The International Criminal Court (ICC) on Friday, reportedly issued an arrest warrant against Russian President Vladimir Putin.
The ICC also accused him of being responsible for war crimes committed in Ukraine.
But the Russian government spokesperson says arrest warrant has ‘no significance whatsoever’ – Reuters
Moscow has repeatedly denied accusations of atrocities during its one-year invasion of its neighbour. A spokesperson for Russia’s Foreign Ministry said the arrest warrant had “no significance whatsoever.”
“The decisions of the International Criminal Court have no meaning for our country, including from a legal point of view,” spokesperson Maria Zakharova said on her Telegram channel. “Russia is not a party to the Rome Statute of the International Criminal Court and bears no obligations under it.”
The ICC issued the warrant for Putin’s arrest on suspicion of unlawful deportation of children and unlawful transfer of people from the territory of Ukraine to the Russian Federation.
Putin is only the third serving president to have been issued an ICC arrest warrant, after Sudan’s Omar al-Bashir and Libya’s Moammar Gadhafi.
Separately, the court issued warrants for Maria Alekseyevna Lvova-Belova, Russia’s commissioner for children’s rights, on the same charges.
The court’s president, Piotr Hofmanski, said in a video statement that while the ICC’s judges have issued the warrants, it will be up to the international community to enforce them. The court has no police force of its own to enforce warrants.
“The ICC is doing its part of work as a court of law. The judges issued arrest warrants.
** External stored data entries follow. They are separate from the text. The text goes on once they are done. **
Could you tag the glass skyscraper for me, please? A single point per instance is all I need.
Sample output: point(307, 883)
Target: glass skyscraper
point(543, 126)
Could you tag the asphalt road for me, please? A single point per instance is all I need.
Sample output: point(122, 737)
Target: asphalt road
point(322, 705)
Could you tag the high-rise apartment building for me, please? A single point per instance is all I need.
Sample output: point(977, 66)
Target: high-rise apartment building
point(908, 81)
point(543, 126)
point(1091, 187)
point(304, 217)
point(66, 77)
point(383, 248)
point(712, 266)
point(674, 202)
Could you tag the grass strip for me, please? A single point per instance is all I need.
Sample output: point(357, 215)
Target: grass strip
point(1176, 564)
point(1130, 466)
The execution depends on international co-operation.”
Kremlin spokesperson Dmitry Peskov said Russia found the very questions raised by the ICC “outrageous and unacceptable,” and that any decisions of the court were “null and void” with respect to Russia.
Canada’s Foreign Affairs Minister, Mélanie Joly, said she welcomed the warrants in light of Putin’s and Lvova-Belova’s “alleged roles in the egregious scheme to deport Ukrainian children to Russia.”
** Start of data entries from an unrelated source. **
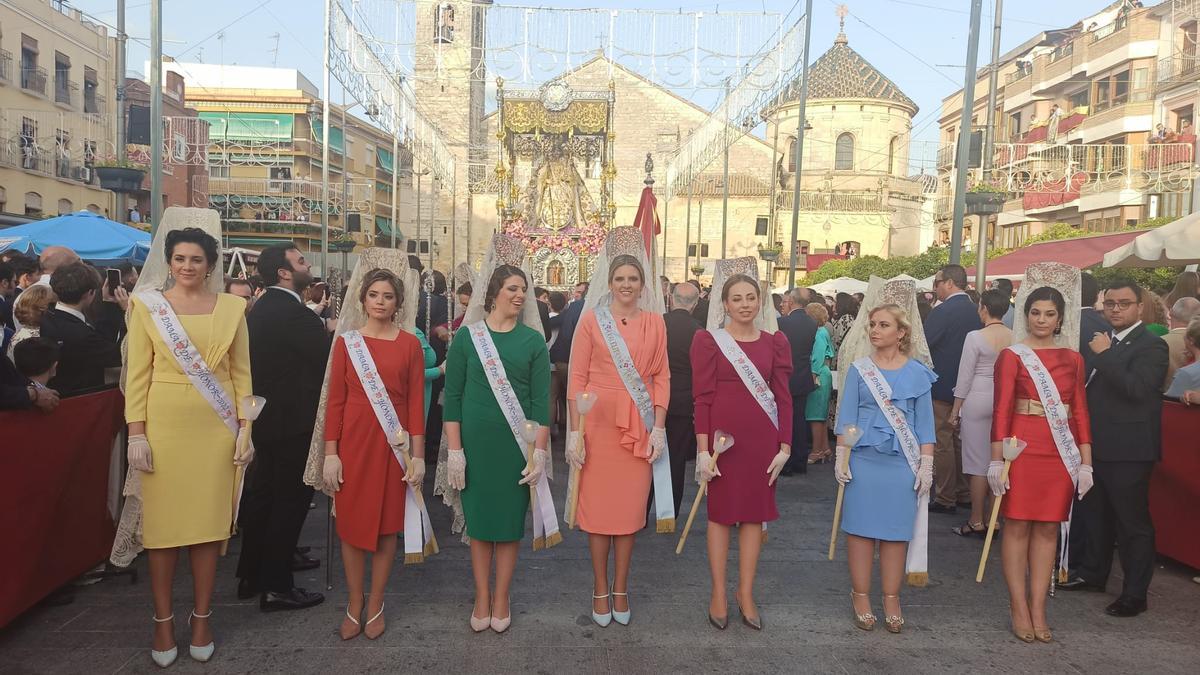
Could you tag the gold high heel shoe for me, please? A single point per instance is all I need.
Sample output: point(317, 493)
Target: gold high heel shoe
point(1023, 634)
point(893, 623)
point(864, 621)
A possible trial of any Russians at the ICC remains a long way off, as Moscow does not recognize the court’s jurisdiction and does not extradite its nationals.
However, the warrant means that Putin could be arrested and sent to The Hague if he travels to any ICC member states.
Ukraine also is not a member of the court, but it has granted the ICC jurisdiction over its territory and ICC prosecutor Karim Khan has visited four times since opening an investigation a year ago.
Senior Ukrainian officials applauded the ICC decision, with the country’s Prosecutor General Andriy Kostin hailing it as “historic for Ukraine and the entire international law system.”
Andriy Yermak, chief of the presidential staff, said that issuing the warrant was “only the beginning.”
The ICC said that its pre-trial chamber found “reasonable grounds to believe” Putin and Lvova-Belova are responsible for “the war crime of unlawful deportation … in prejudice of Ukrainian children.”
On Thursday, a UN-backed inquiry cited Russian attacks against civilians in Ukraine, including systematic torture and killing in occupied regions, among potential issues that amount to war crimes and possibly crimes against humanity.
The UN has released a report detailing a horrific range of alleged war crimes committed during Russia’s invasion of Ukraine. But for the international criminal justice system, establishing the facts is only the first challenge.
The sweeping investigation also found crimes committed against Ukrainians on Russian territory, including deported Ukrainian children who were prevented from reuniting with their families, a “filtration” system aimed at singling out Ukrainians for detention, and torture and inhumane detention conditions.